The US Food and Drug Administration approved the first two pills used to treat Covid-19 this week, and there are reports of shortages of the Omicron variant of the drug.
Andrew Pekosz, an epidemiologist from the Baltimore school of public health, said that the antivirals are perfect for where the monoclonal antibodies are no longer useful.
The need for more options to treat Covid has increased due to the spike in cases, but also because only one of the three treatments used to treat Covid has proven effective against Omicron, and it is now in short supply across the country.
As long as production and distribution of the anti-virals can be geared up, they will be an important tool to fight off severe disease.
The FDA approval of the pills from Pfizer and Merck is important as hospitals try to contend with Omicron, which is more contagious than previous versions and has led to a sharp increase in Covid cases in New York.
Public health officials around the country don't know how the initial limited supply of pills will be distributed.
William Schaffner, an infectious diseases expert at the University School of Medicine, said there are still questions about how efficient the system will be to get these pills to people in time.
The FDA approved Paxlovid from Pfizer on Wednesday, which reduced the risk of hospitalization for high-risk patients when they took it within three days of the start of symptoms and almost the same amount when taken within five days. The agency approved the pill for people at high risk of severe illness from the virus.

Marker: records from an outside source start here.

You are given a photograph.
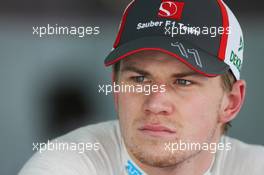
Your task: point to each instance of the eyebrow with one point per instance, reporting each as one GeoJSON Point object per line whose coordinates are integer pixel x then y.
{"type": "Point", "coordinates": [186, 74]}
{"type": "Point", "coordinates": [134, 69]}
{"type": "Point", "coordinates": [176, 75]}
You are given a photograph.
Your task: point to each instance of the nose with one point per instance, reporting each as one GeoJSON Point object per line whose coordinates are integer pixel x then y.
{"type": "Point", "coordinates": [158, 103]}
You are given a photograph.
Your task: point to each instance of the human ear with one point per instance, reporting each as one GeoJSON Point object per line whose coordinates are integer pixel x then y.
{"type": "Point", "coordinates": [233, 101]}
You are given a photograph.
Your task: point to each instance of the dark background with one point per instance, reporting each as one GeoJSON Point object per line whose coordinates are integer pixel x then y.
{"type": "Point", "coordinates": [49, 85]}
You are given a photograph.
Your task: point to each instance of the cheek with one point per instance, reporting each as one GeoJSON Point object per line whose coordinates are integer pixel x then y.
{"type": "Point", "coordinates": [129, 108]}
{"type": "Point", "coordinates": [199, 114]}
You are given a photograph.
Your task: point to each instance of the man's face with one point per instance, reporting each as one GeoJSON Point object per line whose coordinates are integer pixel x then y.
{"type": "Point", "coordinates": [187, 111]}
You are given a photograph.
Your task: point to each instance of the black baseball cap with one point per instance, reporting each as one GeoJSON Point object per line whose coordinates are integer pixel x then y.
{"type": "Point", "coordinates": [205, 35]}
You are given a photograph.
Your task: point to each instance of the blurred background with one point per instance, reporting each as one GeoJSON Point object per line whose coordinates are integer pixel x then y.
{"type": "Point", "coordinates": [49, 85]}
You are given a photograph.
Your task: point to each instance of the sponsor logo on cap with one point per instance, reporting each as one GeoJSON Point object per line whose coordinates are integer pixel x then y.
{"type": "Point", "coordinates": [171, 9]}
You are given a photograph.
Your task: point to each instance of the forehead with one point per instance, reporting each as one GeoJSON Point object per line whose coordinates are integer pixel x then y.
{"type": "Point", "coordinates": [157, 59]}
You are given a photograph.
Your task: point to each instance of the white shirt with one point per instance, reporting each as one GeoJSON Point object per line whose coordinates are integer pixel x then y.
{"type": "Point", "coordinates": [112, 158]}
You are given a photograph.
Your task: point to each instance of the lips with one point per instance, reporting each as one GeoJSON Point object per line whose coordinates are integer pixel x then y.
{"type": "Point", "coordinates": [157, 130]}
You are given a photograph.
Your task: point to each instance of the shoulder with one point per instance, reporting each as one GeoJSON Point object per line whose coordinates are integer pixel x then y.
{"type": "Point", "coordinates": [91, 149]}
{"type": "Point", "coordinates": [242, 158]}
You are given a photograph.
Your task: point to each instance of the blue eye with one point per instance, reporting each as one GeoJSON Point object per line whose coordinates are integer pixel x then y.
{"type": "Point", "coordinates": [138, 79]}
{"type": "Point", "coordinates": [183, 82]}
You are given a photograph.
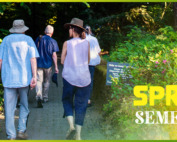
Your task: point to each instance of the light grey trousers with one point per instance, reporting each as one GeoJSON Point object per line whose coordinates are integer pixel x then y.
{"type": "Point", "coordinates": [10, 101]}
{"type": "Point", "coordinates": [43, 83]}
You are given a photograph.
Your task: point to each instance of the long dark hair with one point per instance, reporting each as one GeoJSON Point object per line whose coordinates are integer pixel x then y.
{"type": "Point", "coordinates": [79, 31]}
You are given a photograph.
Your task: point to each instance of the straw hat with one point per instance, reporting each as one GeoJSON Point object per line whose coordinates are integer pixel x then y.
{"type": "Point", "coordinates": [18, 26]}
{"type": "Point", "coordinates": [75, 22]}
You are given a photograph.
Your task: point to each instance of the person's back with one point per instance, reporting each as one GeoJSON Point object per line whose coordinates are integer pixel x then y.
{"type": "Point", "coordinates": [94, 50]}
{"type": "Point", "coordinates": [46, 49]}
{"type": "Point", "coordinates": [18, 55]}
{"type": "Point", "coordinates": [16, 60]}
{"type": "Point", "coordinates": [76, 63]}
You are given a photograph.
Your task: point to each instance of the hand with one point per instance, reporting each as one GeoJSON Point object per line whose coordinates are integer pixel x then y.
{"type": "Point", "coordinates": [56, 70]}
{"type": "Point", "coordinates": [33, 82]}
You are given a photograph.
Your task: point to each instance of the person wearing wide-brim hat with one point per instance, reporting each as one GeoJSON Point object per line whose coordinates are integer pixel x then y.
{"type": "Point", "coordinates": [18, 61]}
{"type": "Point", "coordinates": [76, 77]}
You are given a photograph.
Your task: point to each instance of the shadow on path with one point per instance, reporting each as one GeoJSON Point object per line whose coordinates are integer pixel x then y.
{"type": "Point", "coordinates": [48, 123]}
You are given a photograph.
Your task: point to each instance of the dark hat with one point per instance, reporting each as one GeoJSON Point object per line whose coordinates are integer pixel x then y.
{"type": "Point", "coordinates": [54, 79]}
{"type": "Point", "coordinates": [18, 26]}
{"type": "Point", "coordinates": [75, 22]}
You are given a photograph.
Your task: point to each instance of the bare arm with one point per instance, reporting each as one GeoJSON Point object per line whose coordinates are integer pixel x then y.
{"type": "Point", "coordinates": [54, 57]}
{"type": "Point", "coordinates": [34, 73]}
{"type": "Point", "coordinates": [64, 51]}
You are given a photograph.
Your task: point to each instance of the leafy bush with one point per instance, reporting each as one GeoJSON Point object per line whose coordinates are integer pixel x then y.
{"type": "Point", "coordinates": [153, 62]}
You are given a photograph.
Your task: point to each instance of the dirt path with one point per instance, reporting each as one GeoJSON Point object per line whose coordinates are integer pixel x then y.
{"type": "Point", "coordinates": [48, 123]}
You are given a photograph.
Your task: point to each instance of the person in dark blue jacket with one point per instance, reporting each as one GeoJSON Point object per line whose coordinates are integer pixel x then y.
{"type": "Point", "coordinates": [47, 48]}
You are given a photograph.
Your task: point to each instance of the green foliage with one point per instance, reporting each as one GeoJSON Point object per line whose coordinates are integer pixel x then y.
{"type": "Point", "coordinates": [1, 97]}
{"type": "Point", "coordinates": [153, 62]}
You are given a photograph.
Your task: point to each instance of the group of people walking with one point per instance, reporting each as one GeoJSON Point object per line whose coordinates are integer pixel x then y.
{"type": "Point", "coordinates": [25, 63]}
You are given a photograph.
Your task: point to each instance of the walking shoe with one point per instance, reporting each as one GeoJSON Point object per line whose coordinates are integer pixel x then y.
{"type": "Point", "coordinates": [39, 103]}
{"type": "Point", "coordinates": [22, 136]}
{"type": "Point", "coordinates": [70, 135]}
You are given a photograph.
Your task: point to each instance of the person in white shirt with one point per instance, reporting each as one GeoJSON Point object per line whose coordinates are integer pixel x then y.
{"type": "Point", "coordinates": [95, 59]}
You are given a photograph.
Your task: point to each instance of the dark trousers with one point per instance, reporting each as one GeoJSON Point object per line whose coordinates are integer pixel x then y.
{"type": "Point", "coordinates": [77, 97]}
{"type": "Point", "coordinates": [92, 71]}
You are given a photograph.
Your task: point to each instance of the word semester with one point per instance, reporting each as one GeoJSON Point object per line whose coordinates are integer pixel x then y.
{"type": "Point", "coordinates": [156, 117]}
{"type": "Point", "coordinates": [145, 95]}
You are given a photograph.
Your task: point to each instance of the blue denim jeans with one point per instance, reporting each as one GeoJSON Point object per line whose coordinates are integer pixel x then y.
{"type": "Point", "coordinates": [10, 101]}
{"type": "Point", "coordinates": [75, 99]}
{"type": "Point", "coordinates": [92, 71]}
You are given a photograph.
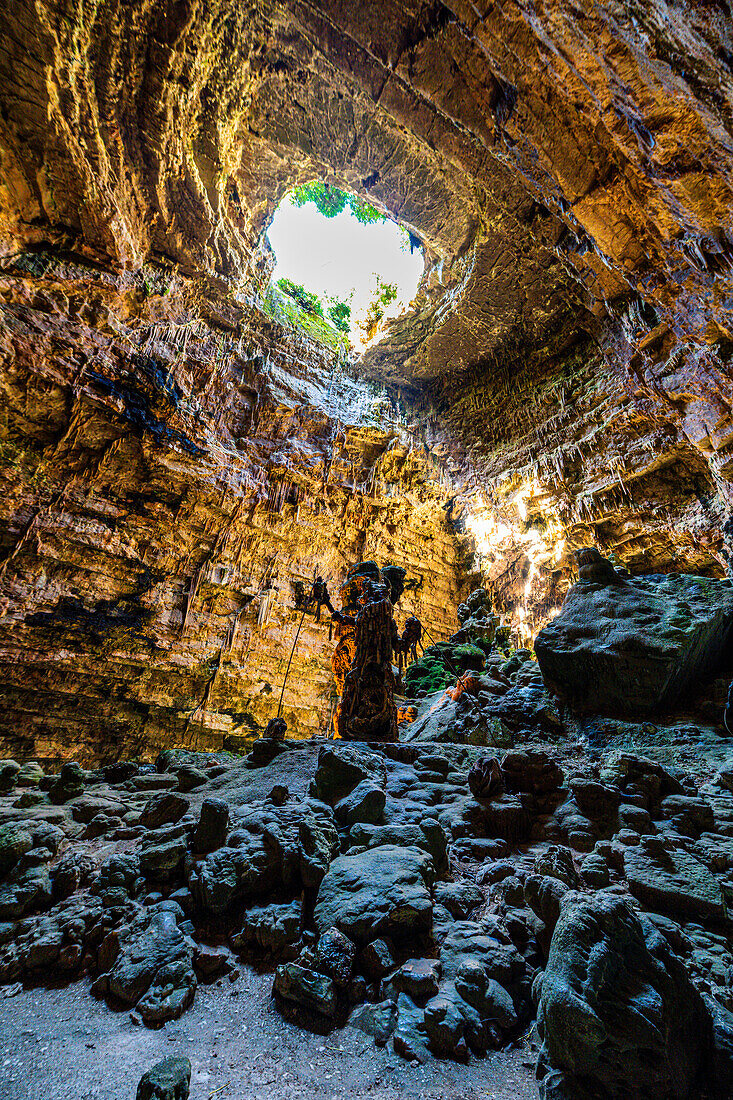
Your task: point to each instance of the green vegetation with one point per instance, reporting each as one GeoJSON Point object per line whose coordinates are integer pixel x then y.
{"type": "Point", "coordinates": [306, 299]}
{"type": "Point", "coordinates": [384, 295]}
{"type": "Point", "coordinates": [286, 310]}
{"type": "Point", "coordinates": [340, 314]}
{"type": "Point", "coordinates": [439, 667]}
{"type": "Point", "coordinates": [330, 200]}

The White House Covid-19 response coordination said that Paxlovid treatment courses will be available in January and late summer.
The federal agency authorized a drug that has not been shown to be as effective as Paxlovid against hospitalization from Covid. Mild to moderate Covid can be treated for adults at high risk of severe illness from the virus.
3m courses are expected to be available in January, thanks to the federal government pre-buying 10m courses.
The federal government distributes the pills to states and community health centers.
Schaffner said that they have not seen the logistical plan for who needs to be called right at that critical time after a person develops symptoms and tests positive for Covid. You want to get these pills as soon as possible so that you don't end up in the hospital.
Even though the Pfizer pill has less effectiveness against the virus, Pekosz still recommends that people at high risk from Covid who become sick take whatever anti-viral drug is available.
France canceled its order for the drug because of the data showing that it only reduced the risk of hospitalization and death by 30%, compared with preliminary data that showed a 50% reduction.
If there was only one thing available, I would take the drug from the company.
Dr Farrin Manian, an infectious disease specialist and chair of the department of medicine at the hospital, said he was excited about the Pfizer antiviral but hesitant about the Merck pill because of the theoretical concern that it could alter the genome of the virus.
Manian said that people's access to the antivirals will depend on their access to Covid tests, which have been in short supply in the United States.
Manian hopes that more testing will be made available to the public so that when these drugs become available, the testing will not be a problem.
The new antivirals could help people who are not immune to the virus, at a much greater risk of becoming seriously ill or dying.
Schaffner said that the medications may slow down the acceptance of vaccine because they are likely to be looked upon with favor by a lot of people who are vaccine averse. We have lost half of our one-two punch.